As those of you in the professional and technical fields advance in your specialties and seek federal jobs at the mid and senior levels, you will find that your competitiveness will depend increasingly upon your abilities in a new area: how well you can organize and manage people and projects. The point at which you will face this shift in emphasis from technical skills to management abilities will vary, depending upon your profession and your employer.
For example, a GS-12 electrical engineer may spend 95 percent of his or her time designing electrical systems. However, the designer's supervisor, a GS-13 electrical engineer in charge of the design group, probably will spend 95 percent of his or her time supervising and training subordinates, assessing manpower resources versus workload requirements, preparing budgets, and completing other non-technical but necessary functions
In another organization or technical specialty, the assumption of management responsibilities might be expected at a lower or higher level than GS-13. Whether you are a newcomer or an old hand in your field, you should be anticipating this shift in qualifications requirements now - and be making plans to meet it. Let's identify exactly what qualifications we are talking about. To advance to the higher levels in most technical fields, you will need, in addition to first rate technical qualifications:
1) Administrative ability - The ability to write reports, conduct briefings, analyze problems, communicate with others, prepare budgets, etc.
2) Management ability - The ability to produce reports through others, assign assets (people and money) where they produce the most effective results, etc.
3) Supervisory ability - The ability to run a group of subordinates as a smoothly functioning and productive entity. This includes knowledge of EEO principles.
4) Organizational ability - The ability to cause an entity to produce desired results as efficiently as possible.

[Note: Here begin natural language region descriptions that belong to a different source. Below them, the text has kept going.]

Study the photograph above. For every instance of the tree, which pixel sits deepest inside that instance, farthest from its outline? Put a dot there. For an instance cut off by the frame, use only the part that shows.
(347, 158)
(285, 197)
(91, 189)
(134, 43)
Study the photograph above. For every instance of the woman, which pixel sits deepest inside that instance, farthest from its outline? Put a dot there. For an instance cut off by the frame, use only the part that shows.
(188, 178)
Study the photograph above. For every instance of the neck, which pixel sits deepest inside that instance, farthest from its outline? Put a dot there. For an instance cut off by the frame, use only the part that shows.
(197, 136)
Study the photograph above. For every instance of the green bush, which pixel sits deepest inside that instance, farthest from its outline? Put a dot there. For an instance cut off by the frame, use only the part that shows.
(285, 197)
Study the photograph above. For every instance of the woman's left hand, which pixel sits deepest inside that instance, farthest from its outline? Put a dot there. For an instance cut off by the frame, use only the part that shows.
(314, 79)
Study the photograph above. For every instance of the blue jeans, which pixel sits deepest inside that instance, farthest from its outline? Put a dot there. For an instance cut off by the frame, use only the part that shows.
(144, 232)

5) Public administration - An understanding of the role, goals and problems of your organization within the overall scheme of the government. Qualifications in these areas come from two sources: training and experience, and usually in that order. The importance of these skills has become increasingly apparent to government and educational administrators. The result has been twofold:
First, employers are demanding more administrative and management skills from mid and senior level staff members. Second, organizations and education institutions have responded with courses especially designed to meet these needs. Your goal should be to locate the courses most helpful to you, take them, and then let the right people know you took them.

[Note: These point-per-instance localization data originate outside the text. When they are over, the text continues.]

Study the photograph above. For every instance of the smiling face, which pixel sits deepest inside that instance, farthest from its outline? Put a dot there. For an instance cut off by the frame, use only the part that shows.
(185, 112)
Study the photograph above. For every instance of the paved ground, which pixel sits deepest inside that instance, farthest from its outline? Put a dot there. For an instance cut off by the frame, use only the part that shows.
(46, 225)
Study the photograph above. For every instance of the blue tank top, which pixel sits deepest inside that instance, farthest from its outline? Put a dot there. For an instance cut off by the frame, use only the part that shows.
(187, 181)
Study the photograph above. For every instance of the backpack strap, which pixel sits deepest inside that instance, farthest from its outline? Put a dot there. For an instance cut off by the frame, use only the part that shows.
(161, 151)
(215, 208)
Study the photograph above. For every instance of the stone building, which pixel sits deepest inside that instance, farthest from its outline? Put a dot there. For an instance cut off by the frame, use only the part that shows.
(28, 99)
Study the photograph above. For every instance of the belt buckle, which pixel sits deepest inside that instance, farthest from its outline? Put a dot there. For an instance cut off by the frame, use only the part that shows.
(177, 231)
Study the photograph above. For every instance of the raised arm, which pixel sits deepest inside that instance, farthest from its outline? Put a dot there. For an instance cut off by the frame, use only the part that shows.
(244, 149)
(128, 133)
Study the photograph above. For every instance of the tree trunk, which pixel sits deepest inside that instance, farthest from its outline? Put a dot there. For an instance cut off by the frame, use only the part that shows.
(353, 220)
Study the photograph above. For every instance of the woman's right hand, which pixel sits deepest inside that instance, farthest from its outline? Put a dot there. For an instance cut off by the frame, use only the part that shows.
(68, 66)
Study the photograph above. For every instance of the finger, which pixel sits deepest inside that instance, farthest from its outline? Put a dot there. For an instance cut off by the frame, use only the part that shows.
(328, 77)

Where are the courses? Just about everywhere. The Office of Personnel Management sponsors many for federal employees. Most large federal agencies and departments also sponsor courses, as do universities and colleges. Contact your human resources office and the local educational institutions to discover what is available.
The programs can range from a single course of several weeks duration to a complete graduate degree program. For example, in the Washington D.C. area, the George Washington University offers a Master's of Science in Engineering Management program for employees of engineering, business and technical organizations and are intended to complement technical knowledge with managerial skills. This part-time
Master's Degree program provides both management and technology credentials in a format designed for busy working professionals. We single out this program as an example only - there are similar programs available to you from many other institutions, everywhere.
After you've taken a course (or even just begun one), let the right people (prospective employers) know about it. How? Discuss the course whenever you are talking with someone you feel could be instrumental in your career advancement. Make your course activities highly visible on your application package under the Education or Training & Certification sections. Be sure to include:
1) The name of the course;
2) A brief description of course content;
3) Name of educational institution and its locations;
4) Time period that the course spans; and
5) Number of classroom hours devoted to the course.
Many people are confused by the distinction between education and training. This makes it difficult for them to decide whether their coursework should be described under the Education or Training & Certification section of his or her resume. If the course is part of a formal educational program and culminates in a degree, it's classified as education. Other courses and miscellaneous training should be placed under the Training & Certification section.
Don't let the cost of the courses scare you. In many cases, your agency or firm will pay part or all costs. If not, courses of the type we've described can often be tax deductible (including your related expenses, such as mileage.) The controlling tax policy is IRS Code, Section 162. If the course maintains or improves skills required in your present job, or is required by your employer as a condition of continued employment, the costs are tax deductible.